Every applicant at such a public hearing is expected to clarify on issues to do with their business plan, proposed air routes, and equipment to be used, among others
Reference is made to an article titled ‘CAA to vet Uganda Airlines next week’ in the Daily Monitor of July 20 which subsequently attracted debate in various circles. I would like to clarify on the process for Air Services Licensing in light of the connotation that the story headline may have insinuated.
It is a regulatory requirement that any air operator intending to commence commercial operations (domestic or international) has to apply to the Civil Aviation Authority (CAA), for an operating license known as an Air Services License (ASL).

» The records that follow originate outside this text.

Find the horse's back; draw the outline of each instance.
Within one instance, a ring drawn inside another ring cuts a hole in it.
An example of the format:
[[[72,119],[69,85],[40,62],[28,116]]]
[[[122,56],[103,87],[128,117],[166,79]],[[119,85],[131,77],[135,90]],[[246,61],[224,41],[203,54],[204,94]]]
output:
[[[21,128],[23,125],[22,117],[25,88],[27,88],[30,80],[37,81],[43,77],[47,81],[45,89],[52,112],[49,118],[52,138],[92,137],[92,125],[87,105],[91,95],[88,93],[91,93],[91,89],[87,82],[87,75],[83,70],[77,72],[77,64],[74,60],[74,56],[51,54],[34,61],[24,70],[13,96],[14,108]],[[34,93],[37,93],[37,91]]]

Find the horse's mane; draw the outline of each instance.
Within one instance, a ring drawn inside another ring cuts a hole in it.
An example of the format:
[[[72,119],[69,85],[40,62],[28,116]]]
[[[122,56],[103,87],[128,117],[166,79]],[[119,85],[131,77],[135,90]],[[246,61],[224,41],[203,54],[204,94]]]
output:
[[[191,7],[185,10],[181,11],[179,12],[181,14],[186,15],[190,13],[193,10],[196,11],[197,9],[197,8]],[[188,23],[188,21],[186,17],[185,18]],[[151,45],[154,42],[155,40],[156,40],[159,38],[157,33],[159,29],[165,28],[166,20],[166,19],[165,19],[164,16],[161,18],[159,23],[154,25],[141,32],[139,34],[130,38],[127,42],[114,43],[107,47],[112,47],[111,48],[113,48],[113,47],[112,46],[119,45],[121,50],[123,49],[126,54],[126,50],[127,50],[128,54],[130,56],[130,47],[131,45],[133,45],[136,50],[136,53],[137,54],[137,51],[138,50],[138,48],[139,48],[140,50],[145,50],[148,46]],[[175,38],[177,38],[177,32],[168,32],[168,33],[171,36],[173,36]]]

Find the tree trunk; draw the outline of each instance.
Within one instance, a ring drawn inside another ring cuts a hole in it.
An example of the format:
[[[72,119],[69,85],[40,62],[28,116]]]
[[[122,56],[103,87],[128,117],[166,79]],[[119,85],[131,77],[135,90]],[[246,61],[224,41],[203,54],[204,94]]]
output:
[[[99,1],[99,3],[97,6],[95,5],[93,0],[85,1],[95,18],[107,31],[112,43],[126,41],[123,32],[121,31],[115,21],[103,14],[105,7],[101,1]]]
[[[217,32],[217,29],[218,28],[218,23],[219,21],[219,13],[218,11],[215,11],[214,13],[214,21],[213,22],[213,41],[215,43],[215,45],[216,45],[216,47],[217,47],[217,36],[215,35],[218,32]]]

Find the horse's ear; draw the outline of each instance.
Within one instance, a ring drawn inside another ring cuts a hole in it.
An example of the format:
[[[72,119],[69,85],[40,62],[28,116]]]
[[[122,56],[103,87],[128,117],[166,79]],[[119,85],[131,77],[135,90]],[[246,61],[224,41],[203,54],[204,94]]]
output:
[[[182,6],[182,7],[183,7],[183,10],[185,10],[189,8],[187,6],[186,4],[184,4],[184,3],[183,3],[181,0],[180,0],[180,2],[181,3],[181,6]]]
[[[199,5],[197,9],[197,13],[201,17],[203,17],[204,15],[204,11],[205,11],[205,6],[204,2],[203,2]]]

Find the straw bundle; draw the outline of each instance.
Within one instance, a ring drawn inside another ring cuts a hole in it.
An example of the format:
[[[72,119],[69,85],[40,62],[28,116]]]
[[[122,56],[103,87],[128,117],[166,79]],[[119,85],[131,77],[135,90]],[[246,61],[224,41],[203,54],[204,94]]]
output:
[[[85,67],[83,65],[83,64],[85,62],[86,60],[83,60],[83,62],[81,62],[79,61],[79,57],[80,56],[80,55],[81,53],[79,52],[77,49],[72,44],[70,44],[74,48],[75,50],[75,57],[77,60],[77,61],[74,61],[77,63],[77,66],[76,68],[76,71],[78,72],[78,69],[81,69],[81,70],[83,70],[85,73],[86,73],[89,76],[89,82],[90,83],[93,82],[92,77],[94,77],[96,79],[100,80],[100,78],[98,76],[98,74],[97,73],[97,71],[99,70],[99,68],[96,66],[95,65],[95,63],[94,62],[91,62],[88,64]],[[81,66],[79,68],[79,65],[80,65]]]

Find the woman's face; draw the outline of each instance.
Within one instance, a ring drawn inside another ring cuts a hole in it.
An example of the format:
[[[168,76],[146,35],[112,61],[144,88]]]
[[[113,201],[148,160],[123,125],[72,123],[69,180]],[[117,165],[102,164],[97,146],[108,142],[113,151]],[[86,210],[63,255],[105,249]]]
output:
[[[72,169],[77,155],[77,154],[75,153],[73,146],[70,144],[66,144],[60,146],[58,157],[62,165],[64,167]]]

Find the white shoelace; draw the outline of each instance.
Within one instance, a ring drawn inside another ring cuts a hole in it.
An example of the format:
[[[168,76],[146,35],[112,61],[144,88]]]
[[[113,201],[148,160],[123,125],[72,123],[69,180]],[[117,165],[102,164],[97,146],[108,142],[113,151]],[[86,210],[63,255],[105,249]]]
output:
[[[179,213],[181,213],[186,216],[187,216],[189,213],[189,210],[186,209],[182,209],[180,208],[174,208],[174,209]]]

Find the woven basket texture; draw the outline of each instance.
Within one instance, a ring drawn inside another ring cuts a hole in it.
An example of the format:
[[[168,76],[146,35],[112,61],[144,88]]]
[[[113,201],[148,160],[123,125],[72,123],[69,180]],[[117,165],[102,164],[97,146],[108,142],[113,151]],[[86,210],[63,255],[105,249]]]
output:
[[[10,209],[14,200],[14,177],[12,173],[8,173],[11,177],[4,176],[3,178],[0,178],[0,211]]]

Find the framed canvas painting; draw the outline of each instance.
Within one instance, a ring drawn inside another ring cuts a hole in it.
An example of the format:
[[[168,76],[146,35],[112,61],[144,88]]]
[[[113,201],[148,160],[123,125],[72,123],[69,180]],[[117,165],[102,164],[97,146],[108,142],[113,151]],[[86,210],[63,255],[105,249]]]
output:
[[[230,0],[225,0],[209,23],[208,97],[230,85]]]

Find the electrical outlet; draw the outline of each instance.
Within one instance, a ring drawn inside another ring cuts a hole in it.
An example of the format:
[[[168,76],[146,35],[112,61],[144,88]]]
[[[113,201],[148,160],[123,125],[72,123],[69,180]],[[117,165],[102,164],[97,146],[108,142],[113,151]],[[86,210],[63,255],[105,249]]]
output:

This is a prerequisite for engagement in air operations and has not been uniquely applied to Uganda Airlines, but to all new applicants for provision of air services or those seeking renewal of licenses.
It is normal and standard industry practice that the applications are received by CAA in advance, evaluated and thereafter considered by the CAA Board Air Services Licensing Committee in a public forum. This particular session is this time scheduled for Thursday, August 23, 2018 at Imperial Royale Hotel starting at 11am. The licensing committee will not only consider Uganda Airlines’ application, but other new applicants, including Kush Air Uganda Ltd, Africana International Air Services Ltd and Ugawings Aviation Ltd. At the same hearing, Kampala Aero Club and Flight Training Centre and Kampala Executive Aviation will be seeking renewal of their ASL.
Every applicant at such a public hearing is expected to clarify on issues to do with their business plan, proposed air routes, and equipment to be used, among others. For transparency purposes, ASL regulations require that a notice of all the applicants to be considered (new or renewal), is placed in the print media 30 days prior to the date of consideration of the applications by the Board Air Services Licensing Committee meeting.
This provides the pubic an opportunity to provide any relevant information to the licensing committee and it is not a new practice, but one that has been exercised since CAA assumed the responsibility of regulating air transport services in Uganda. It is a global practice that is not unique to Uganda. The last such meeting was held on March 7, 2018 and it similarly considered several new applications plus others seeking renewal.
It ought to be noted that this mandatory process is only an enabler or facilitating process for an airline to be permitted to fly from within and out of the country. It is independent of other individual airline’s plans such as purchase of aircraft. It is a routine regulatory activity.